Week 713

What’s this? I’m blogging about my work on a weekly basis – a simple way to track and archive whatever it is I spend my time on.

I didn’t take the time to celebrate the completion of my first draft, diving head-on into the To-Do’s that’d piled up instead.

Besides sorting out e-mails, notes and other loose ends, last week I spent a lot of time on a project for TNO that’ll keep me busy during September, editing a one-off magazine about (serious games that teach players about) crisis communications. It’s pretty great to get into the nitty-gritty of TNO’s thinking about learning, serious game development and of course crisis communications.

Somehow, I also found some time to indulge in some HTML/CSS tinkering for the next version of the Bashers.nl website, toying around with responsive web design, among other things.

On Tuesday night I attended a meeting of De Gids, an ancient Dutch literary magazine that will launch an intriguing non-linear writing game next year. I was briefed on the game, designed by my friend Kars Alfrink, and educated on Piet Mondriaan’s Victory Boogie Woogie, which takes centre stage in the game.

On Wednesday I wrote about episode 2 of The Spiral, the VARA TV series meets Alternate Reality Game that I’m reporting on.

That afternoon, I went to Two Tribes, where they talked me through the latest version of puzzle platformer Toki Tori 2, which is starting to look and sound absolutely beautiful. The current ‘sprint’ (which is Scrum terminology for a ’timeboxed development unit’) is really exciting, as they’re adding some of the story stuff I helped them come up with.

On Wednesday I also voted for the Dutch House of Representatives (my vote went to D66) and followed Apple’s iPhone 5 announcement.

My two-year contract recently ended, and I still think Apple makes the best smartphones in the world, so I’m definitely getting one of these. I love the segment in the promotional video in which a diamond cutter is shown grinding the aluminium’s corners. As long as Apple keeps advancing the art and science of consumer electronics like this, I’m quite sure they’ll keep the doctor away.

On Thursday afternoon I went to Amsterdam to play an hour of Assassin’s Creed 3, an upcoming adventure game by Ubisoft, set during the American Revolution, after which I had a half hour chat with lead game designer Steve Masters. We spoke about the massive scale of development (four studios and about 600 people worked on it), as well as the question of whether games like Assassin’s Creed are a good way to educate people about history.

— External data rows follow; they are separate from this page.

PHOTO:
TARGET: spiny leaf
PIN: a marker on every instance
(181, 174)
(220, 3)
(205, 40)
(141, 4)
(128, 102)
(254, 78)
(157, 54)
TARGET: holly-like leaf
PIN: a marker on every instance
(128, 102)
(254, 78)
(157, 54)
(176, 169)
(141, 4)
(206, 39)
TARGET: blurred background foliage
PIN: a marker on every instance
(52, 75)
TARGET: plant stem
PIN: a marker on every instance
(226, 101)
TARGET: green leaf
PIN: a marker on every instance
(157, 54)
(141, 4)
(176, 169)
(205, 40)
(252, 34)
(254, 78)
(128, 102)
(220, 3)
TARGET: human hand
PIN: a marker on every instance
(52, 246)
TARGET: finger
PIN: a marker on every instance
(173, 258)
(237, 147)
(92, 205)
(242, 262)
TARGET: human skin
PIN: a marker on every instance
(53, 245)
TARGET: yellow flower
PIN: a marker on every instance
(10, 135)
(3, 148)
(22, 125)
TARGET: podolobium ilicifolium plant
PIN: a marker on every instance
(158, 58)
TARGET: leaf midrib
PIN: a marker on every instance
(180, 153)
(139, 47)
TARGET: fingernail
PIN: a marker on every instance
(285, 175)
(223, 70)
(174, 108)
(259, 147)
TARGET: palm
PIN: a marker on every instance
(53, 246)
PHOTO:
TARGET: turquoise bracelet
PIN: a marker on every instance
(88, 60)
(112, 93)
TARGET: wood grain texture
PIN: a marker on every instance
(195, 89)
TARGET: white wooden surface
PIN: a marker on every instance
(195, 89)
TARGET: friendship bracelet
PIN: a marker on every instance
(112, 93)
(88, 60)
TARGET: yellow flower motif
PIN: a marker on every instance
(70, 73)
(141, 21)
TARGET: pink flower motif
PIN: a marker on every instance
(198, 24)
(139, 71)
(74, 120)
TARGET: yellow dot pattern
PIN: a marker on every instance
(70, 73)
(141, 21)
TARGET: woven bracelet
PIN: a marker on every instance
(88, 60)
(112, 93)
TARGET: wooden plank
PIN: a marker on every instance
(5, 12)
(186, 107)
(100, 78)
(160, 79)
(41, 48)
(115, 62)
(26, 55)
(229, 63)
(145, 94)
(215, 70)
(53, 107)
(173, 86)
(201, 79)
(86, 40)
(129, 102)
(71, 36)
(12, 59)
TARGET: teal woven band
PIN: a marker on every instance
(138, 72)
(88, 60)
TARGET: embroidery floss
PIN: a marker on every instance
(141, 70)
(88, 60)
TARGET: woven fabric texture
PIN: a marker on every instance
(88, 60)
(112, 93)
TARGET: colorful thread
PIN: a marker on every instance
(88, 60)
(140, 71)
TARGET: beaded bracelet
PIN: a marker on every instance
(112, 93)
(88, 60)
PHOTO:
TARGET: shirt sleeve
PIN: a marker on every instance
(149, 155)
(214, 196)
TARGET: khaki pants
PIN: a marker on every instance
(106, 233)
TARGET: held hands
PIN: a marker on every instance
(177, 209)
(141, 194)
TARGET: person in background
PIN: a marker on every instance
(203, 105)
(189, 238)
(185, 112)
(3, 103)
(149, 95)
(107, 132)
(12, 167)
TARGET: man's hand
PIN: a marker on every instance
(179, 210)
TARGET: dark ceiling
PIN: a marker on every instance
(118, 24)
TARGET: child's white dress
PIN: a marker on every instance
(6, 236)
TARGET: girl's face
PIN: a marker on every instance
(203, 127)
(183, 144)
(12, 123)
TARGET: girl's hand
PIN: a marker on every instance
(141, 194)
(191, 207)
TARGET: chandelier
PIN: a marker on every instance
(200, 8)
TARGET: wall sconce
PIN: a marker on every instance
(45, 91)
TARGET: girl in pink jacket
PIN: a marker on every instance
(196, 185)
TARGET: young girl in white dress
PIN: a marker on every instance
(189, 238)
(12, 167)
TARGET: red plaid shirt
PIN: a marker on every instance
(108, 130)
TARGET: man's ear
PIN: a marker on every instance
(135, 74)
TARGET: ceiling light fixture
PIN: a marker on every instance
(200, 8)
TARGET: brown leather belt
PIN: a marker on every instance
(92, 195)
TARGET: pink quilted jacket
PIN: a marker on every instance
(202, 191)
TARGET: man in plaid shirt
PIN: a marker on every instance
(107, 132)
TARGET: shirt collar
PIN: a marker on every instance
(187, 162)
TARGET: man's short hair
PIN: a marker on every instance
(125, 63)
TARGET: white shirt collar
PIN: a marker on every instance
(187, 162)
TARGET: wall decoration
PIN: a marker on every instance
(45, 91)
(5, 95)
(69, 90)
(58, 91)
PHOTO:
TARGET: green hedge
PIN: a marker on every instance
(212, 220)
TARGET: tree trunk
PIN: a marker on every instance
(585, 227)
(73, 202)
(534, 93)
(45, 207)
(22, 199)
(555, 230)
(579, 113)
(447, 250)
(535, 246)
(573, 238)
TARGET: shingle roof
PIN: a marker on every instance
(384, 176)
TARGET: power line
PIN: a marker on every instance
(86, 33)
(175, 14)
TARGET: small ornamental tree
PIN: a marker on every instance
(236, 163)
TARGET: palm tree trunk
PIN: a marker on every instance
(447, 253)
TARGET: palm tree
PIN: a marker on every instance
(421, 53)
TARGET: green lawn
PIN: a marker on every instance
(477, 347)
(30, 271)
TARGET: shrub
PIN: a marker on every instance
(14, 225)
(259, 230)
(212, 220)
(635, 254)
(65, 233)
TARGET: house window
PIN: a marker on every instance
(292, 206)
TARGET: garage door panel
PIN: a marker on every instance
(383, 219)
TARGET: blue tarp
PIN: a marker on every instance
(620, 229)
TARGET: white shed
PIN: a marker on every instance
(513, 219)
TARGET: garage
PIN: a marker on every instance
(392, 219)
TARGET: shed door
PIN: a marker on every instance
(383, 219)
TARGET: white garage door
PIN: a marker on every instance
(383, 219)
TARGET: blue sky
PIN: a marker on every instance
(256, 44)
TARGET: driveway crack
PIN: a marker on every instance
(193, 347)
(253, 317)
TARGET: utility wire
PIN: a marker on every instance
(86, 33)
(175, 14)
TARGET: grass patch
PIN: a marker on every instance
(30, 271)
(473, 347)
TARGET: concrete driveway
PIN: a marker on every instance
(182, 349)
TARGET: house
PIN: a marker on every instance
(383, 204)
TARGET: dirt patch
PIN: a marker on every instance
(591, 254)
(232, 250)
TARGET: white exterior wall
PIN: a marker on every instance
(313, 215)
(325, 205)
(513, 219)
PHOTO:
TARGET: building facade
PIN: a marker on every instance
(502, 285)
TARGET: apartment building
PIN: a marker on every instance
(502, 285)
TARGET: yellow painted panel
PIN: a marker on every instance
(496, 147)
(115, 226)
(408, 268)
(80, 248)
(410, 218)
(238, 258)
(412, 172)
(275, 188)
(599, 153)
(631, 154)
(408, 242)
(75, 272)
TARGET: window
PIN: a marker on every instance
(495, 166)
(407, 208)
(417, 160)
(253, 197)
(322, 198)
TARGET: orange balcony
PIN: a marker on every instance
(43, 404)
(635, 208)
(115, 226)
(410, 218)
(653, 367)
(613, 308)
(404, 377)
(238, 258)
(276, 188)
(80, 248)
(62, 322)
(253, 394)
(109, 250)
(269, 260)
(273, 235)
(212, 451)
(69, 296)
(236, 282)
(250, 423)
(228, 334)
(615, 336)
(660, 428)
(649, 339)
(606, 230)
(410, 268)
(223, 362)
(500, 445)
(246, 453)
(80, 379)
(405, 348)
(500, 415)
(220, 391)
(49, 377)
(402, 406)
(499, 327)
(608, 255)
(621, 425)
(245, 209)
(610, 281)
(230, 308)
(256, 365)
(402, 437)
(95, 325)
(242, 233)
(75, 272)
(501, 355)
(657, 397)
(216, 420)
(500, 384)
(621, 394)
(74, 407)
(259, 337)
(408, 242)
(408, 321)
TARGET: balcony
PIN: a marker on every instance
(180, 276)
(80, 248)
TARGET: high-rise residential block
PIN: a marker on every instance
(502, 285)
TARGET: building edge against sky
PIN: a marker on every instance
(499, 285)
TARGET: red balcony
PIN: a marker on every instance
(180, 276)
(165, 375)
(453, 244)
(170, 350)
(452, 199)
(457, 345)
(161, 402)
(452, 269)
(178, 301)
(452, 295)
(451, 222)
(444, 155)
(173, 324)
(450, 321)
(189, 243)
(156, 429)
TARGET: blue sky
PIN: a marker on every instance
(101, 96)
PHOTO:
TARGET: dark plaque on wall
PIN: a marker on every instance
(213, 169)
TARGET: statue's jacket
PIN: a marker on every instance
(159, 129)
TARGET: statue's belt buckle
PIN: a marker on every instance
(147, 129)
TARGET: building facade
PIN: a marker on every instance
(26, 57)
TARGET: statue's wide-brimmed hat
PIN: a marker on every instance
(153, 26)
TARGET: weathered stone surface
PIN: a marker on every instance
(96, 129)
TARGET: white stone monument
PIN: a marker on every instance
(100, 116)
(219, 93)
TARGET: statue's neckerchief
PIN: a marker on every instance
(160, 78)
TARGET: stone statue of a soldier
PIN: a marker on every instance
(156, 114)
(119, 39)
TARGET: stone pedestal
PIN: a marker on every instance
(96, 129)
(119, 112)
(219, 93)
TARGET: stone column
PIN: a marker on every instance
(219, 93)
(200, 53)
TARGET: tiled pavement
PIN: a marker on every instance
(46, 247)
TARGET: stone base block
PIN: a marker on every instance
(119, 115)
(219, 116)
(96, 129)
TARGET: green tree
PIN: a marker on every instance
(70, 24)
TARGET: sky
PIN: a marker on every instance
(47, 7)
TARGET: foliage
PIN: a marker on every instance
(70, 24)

On Thursday I also followed Nintendo’s Wii U announcements. As expected, the new console will launch before year’s end and be quite expensive for a Nintendo system, though historically speaking not that expensive. I really wonder how Nintendo’s next machine will fare, though looking at the relative success of the Nintendo 3DS, despite the advance of dirt cheap mobile games, one shouldn’t count Nintendo out. Not yet, anyway.

On Friday afternoon, I visited the Dutch Game Garden and let Martijn van Best tell me all about the games that’ll be shown at the Indigo Showcase in two weeks time.

Before I sign off, some publications: Bright Magazine put my Minecraft story on its website. And from last week on the Tech spread appears in nrc.next on Wednesday instead of Friday. This Wednesday, it had two games reviews which I edited: Darksiders 2 by Rogier Kahlmann and Guild Wars 2 by Harry Hol.